Crime: ‘Knowledge is power’

Businesses in a Cloverdale community are hoping those who live nearby will remember three simple words to help prevent crime.

Trust your gut.

After all, when a suspicious looking character rides around a family neighbourhood with an organics container filled with stolen plants and flowers strapped to the front of his bike, red flags must go up with somebody.

And when five 100-pound tree grates are stolen from in front of a busy business and residential complex? Well, somebody must have seen something go down.

Indeed, "undesirable" people are causing all sorts of grief in Clayton and Hillcrest – and they often start by committing the "stupidest of crimes," said Jen Temple, asset manager at Hillcrest Village Shopping Centre.

Mailbox break-ins, stolen porch furniture, stolen flowers, stolen car batteries, stolen sunglasses – you name it.

"We’re getting hit like crazy right now," Temple said.

Already this year, Surrey RCMP have had 28 break and enter calls in the Hillcrest Village area – eight business and 20 residential. That’s up from 2014, which had a total of 38 for the whole year – six business and 32 residential.

And the fact that residents are reluctant to call police when they see something odd isn’t helping.

"People aren’t calling in and reporting them," she said. "How do we, as businesses, get people to call? Because it affects us… Those people are breaking into our stores."

Temple said residents can help by being more aware of people who "clearly don’t fit" in the community, who may be just loitering or scoping things out.

"It just looks odd, so report it. It doesn’t have to be a big crime."

So why aren’t residents calling police when they see strange people lurking around, stealing things like flowers?

Temple figures people either don’t know what kind of suspicious behaviour warrants calling it in -or more than likely, they are just too busy.

"But that ‘too busy’ might come back and rob your house or steal something off your porch."

But where are these creeps coming from? Temple said she suspects the Hillcrest area is a victim of Port Kells’ success. After that community "took back a lot of their streets," the "undesirables" went elsewhere.

"Port Kells pushed them out and they’re coming our way."

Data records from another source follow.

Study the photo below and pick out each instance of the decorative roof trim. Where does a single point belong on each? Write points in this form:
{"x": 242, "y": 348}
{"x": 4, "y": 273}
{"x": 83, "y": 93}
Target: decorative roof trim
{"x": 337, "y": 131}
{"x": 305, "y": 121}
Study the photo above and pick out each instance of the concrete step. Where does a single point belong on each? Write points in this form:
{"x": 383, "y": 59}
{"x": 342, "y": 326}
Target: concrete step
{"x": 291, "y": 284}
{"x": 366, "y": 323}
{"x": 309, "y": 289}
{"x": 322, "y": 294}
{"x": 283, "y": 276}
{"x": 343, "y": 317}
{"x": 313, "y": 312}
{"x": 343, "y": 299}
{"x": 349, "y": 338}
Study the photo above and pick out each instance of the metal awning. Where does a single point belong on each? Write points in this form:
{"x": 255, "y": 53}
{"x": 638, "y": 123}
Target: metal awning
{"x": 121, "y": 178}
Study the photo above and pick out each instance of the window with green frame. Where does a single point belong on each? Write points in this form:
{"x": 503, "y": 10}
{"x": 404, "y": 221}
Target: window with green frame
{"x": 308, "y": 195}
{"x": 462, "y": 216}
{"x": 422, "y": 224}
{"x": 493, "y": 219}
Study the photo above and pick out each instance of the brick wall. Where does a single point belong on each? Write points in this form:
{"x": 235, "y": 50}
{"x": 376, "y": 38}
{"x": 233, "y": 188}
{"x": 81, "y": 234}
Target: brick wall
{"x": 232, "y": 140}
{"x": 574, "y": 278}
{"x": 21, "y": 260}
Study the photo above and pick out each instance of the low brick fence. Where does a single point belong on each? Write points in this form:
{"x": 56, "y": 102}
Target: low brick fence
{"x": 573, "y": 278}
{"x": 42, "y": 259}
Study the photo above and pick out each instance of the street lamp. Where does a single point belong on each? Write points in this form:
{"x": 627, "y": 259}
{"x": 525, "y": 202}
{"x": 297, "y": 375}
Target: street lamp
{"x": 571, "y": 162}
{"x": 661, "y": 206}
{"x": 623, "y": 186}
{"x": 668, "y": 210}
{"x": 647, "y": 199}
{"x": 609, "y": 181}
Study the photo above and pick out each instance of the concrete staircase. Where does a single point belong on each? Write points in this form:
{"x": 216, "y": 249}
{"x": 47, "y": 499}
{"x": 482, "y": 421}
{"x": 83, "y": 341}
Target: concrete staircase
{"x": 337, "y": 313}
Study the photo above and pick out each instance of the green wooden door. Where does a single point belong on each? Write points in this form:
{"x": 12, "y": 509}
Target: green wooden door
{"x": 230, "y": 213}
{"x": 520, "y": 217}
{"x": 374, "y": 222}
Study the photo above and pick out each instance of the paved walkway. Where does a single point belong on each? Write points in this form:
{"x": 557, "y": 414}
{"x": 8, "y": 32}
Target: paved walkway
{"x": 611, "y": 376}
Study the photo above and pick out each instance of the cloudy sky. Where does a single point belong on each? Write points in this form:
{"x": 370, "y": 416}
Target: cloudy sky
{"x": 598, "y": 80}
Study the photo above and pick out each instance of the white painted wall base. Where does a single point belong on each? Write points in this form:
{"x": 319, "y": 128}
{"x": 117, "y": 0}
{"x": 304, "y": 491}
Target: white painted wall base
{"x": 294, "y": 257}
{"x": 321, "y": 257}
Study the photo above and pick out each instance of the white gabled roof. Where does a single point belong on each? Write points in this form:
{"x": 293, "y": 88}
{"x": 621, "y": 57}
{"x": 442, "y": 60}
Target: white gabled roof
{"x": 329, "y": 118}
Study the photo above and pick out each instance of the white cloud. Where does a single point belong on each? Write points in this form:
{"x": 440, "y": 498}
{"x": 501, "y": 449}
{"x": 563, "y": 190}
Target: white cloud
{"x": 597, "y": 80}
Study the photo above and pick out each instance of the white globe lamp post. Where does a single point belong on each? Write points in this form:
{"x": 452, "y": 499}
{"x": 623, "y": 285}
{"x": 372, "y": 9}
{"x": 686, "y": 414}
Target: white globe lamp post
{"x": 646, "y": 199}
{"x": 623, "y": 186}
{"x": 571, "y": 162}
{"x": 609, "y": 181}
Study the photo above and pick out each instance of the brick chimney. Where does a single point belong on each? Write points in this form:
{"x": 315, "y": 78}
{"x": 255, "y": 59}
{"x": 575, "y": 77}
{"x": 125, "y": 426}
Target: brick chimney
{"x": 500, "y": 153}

Darlene Bowyer, president of the Port Kells Community Association, said it’s likely that’s just what happened.

In that community, four people living in one house racked up 1,100 negative contacts with police – the real definition of "prolific offenders," Bowyer said.

They rode around the neighbourhood on bicycles, lifting little things like weedeaters or anything they could get their hands on.

"They were robbing us blind," Bowyer said.

Fed up, the community rallied – the whole neighbourhood got involved with nightly patrols, calling things in to 911 at all hours of the morning.

At first, those calls weren’t well received – after all, it’s not a crime to be seen riding a bike at 2 a.m. But after several meetings with RCMP, Bowyer said police directed 911 to respond to anything from Port Kells, no matter how small. And with cooperation from RCMP, the community was able to evict those four prolific offenders from their house and neighbourhood.

Bowyer has advice for neighbourhoods like Clayton and Hillcrest that are dealing with such crime issues.

"You have to get very vocal." Surrey RCMP Staff Sgt. Martin Blais agrees. As zone commander of the area including Clayton and Hillcrest, he said even if you don’t think it’s worth calling police, you should trust your instincts.

"If you see something that doesn’t click, call us," Blais said. "When in doubt, call us. We need to know."

When it comes to crime prevention, he added, the more information, the better.